Li Auto a soulevé plusieurs signaux d’alarme concernant ces comparaisons :
– Calendrier coordonné : Un volume massif de messages est apparu dans un délai très court.
– Adresses IP concentrées : L’empreinte numérique de ces publications suggère qu’elles proviennent d’emplacements spécifiques et centralisés plutôt que de discussions organiques de consommateurs.
– Contenu ciblé : L’entreprise affirme qu’il s’agit de « campagnes de diffamation organisées » conçues pour porter atteinte à sa marque.
En réponse, le chef de la division NEV de Nissan, Wang Qian, a soutenu que l’entreprise « adhère aux règles du secteur et prône une concurrence loyale », sans toutefois répondre aux allégations spécifiques de marketing coordonné.
Dynamique changeante du marché : une histoire de deux trajectoires
Ce différend ne concerne pas uniquement les publications sur les réseaux sociaux ; c’est le symptôme d’un changement massif dans le paysage automobile chinois. Les données révèlent deux entreprises qui luttent pour leur pertinence de manières très différentes :
La récupération automatique de Li
Après une année 2025 difficile, marquée par une baisse de 18,8 % des livraisons et une baisse des bénéfices alors que l’entreprise peinait à passer des véhicules à autonomie étendue aux modèles purement électriques à batterie, Li Auto a connu une résurgence spectaculaire. Début 2026, la société a signalé une augmentation massive de 173 % sur un an des livraisons en mars, en grande partie grâce au succès du SUV électrique à batterie i6.
Le défi Nissan
Bien que Nissan conserve une taille globale beaucoup plus grande, sa croissance en Chine est inégale.
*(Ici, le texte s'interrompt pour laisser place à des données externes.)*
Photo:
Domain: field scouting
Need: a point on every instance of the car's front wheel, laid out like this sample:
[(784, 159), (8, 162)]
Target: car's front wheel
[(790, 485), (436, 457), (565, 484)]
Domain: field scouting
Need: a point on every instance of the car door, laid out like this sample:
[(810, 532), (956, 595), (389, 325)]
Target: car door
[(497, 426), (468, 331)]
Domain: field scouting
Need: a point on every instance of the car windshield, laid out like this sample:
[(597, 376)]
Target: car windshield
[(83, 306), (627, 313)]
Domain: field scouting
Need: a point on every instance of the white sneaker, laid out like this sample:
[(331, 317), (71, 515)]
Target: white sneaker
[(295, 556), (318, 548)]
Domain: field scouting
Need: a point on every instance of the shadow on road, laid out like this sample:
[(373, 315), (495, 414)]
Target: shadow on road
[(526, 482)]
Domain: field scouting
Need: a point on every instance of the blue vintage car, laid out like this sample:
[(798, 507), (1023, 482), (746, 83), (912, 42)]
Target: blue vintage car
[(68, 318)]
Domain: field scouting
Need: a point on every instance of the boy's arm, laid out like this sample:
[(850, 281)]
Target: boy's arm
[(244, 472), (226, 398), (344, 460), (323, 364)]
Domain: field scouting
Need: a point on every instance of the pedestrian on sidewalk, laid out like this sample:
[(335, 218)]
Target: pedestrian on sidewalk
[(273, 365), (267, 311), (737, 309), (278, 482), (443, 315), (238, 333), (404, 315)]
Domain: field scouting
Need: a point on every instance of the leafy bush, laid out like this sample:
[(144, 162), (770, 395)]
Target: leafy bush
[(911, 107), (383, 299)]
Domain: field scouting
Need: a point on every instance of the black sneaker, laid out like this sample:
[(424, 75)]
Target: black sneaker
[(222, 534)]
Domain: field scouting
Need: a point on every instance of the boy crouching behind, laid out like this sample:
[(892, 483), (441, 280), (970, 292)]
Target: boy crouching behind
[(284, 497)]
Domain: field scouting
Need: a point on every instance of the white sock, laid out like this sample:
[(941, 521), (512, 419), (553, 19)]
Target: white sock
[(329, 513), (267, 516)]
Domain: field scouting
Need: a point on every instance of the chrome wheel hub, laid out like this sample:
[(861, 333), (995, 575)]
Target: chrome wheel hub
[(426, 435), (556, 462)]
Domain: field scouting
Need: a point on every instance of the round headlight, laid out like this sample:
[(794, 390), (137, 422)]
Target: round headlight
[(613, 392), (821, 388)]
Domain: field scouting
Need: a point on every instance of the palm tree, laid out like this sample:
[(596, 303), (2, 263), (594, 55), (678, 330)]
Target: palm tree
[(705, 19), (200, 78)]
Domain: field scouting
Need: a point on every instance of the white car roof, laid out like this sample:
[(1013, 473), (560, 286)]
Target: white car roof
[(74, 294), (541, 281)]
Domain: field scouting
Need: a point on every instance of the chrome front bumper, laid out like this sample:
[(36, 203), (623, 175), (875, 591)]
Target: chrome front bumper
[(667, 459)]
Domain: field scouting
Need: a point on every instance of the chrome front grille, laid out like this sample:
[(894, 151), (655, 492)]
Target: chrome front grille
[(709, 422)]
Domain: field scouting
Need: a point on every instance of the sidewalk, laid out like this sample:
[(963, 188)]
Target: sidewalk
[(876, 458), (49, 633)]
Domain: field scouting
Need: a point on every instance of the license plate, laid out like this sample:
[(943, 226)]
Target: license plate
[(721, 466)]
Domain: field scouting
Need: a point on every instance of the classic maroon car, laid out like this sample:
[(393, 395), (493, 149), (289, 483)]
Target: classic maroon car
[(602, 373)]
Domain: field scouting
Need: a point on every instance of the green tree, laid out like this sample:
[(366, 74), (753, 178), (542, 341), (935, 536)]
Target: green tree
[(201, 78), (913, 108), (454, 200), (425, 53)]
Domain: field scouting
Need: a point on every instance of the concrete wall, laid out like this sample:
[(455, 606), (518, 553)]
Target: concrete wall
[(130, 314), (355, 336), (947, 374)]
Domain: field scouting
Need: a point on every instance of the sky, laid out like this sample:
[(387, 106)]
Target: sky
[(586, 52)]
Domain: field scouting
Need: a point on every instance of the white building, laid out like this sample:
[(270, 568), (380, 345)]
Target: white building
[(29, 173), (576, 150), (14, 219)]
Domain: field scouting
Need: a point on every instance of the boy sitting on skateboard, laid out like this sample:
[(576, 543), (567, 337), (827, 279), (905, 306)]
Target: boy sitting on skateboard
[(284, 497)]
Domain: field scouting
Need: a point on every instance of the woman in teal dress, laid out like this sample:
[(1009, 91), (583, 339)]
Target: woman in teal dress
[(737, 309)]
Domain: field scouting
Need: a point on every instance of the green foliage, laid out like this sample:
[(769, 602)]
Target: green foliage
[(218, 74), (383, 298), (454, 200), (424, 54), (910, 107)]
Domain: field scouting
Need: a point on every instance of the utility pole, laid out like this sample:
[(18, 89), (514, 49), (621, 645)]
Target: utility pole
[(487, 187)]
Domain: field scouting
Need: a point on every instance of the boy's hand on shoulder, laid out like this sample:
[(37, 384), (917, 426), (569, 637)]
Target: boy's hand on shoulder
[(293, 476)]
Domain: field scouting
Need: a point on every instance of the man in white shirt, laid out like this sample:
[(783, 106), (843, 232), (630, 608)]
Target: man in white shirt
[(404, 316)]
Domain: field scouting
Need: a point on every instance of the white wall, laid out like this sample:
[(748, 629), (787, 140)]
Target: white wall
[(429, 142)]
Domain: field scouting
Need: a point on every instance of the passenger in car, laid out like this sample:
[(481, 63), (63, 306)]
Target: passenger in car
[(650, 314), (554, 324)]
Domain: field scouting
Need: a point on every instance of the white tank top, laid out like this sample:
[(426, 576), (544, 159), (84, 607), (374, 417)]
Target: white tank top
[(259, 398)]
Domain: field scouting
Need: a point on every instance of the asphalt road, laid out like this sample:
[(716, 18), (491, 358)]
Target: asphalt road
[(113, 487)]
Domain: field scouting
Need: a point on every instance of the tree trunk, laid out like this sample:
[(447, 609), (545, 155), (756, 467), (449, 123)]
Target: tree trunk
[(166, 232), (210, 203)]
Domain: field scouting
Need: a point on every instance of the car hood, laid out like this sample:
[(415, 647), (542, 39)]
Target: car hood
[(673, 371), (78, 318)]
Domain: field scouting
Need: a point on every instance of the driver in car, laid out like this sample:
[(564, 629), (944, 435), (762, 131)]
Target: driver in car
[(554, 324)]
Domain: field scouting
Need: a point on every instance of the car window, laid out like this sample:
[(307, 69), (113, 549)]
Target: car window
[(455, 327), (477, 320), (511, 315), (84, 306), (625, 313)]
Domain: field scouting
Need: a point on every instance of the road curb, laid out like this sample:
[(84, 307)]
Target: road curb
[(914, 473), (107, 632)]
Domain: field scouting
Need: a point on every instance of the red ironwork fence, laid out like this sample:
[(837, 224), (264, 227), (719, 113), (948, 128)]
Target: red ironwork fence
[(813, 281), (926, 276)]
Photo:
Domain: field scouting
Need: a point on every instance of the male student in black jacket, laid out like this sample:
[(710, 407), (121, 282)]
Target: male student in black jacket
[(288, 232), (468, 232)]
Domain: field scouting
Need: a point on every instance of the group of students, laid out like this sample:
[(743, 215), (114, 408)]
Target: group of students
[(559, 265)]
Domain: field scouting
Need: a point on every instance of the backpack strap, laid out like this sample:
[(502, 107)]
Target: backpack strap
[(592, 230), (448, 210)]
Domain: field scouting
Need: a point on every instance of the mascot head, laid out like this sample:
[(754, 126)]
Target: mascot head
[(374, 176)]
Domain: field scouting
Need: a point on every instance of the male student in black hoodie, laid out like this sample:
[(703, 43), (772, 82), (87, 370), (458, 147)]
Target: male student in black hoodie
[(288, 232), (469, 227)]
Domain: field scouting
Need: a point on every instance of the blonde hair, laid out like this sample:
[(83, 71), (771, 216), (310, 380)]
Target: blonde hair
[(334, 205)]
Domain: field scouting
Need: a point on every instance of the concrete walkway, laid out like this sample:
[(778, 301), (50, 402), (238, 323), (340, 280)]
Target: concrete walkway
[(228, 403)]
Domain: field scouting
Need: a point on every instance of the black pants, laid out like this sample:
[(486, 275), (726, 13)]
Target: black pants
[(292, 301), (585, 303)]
Une grande partie de son volume reste liée aux modèles hérités comme la berline Sylphy. Début 2026, Nissan a constaté une baisse de 30 % d’une année sur l’autre de ses ventes au cours des deux premiers mois, soulignant les difficultés auxquelles les marques de coentreprises traditionnelles sont confrontées lorsqu’elles rivalisent avec les constructeurs nationaux agiles de véhicules électriques.
Pourquoi c’est important : la bataille pour la classe moyenne
La rivalité entre le NX8 et la gamme Li Auto met en évidence un « champ de bataille » critique sur le marché chinois : le segment des 150 000 à 300 000 yuans (22 200 à 41 700 $ US).
C’est l’endroit idéal pour les SUV familiaux, et la concurrence y devient de plus en plus agressive. Alors que les fabricants nationaux de NEV (New Energy Vehicle) comme Li Auto maîtrisent la technologie des batteries et les logiciels intelligents, les géants traditionnels comme Nissan se battent pour défendre leur territoire en proposant des prix compétitifs, comme le prix d’entrée du NX8 de 159 900 yuans.
Cette convergence de marques nationales axées sur la technologie et de coentreprises traditionnelles crée un environnement sous haute pression dans lequel les tactiques de marketing sont poussées à leurs limites juridiques et éthiques.
Intervention réglementaire
La controverse a officiellement dépassé les limites des conseils d’administration. Des rapports du média financier Caijing indiquent que le Ministère chinois de l’Industrie et des Technologies de l’information (MIIT) a pris connaissance de l’activité en ligne le 11 avril. Le ministère aurait eu des discussions avec des représentants de Li Auto et de Dongfeng Nissan pour enquêter sur la nature du discours en ligne.
Le résultat de cet examen réglementaire pourrait créer un précédent quant à la mesure dans laquelle le « marketing comparatif » est autorisé sur le marché hyper-compétitif des véhicules électriques chinois.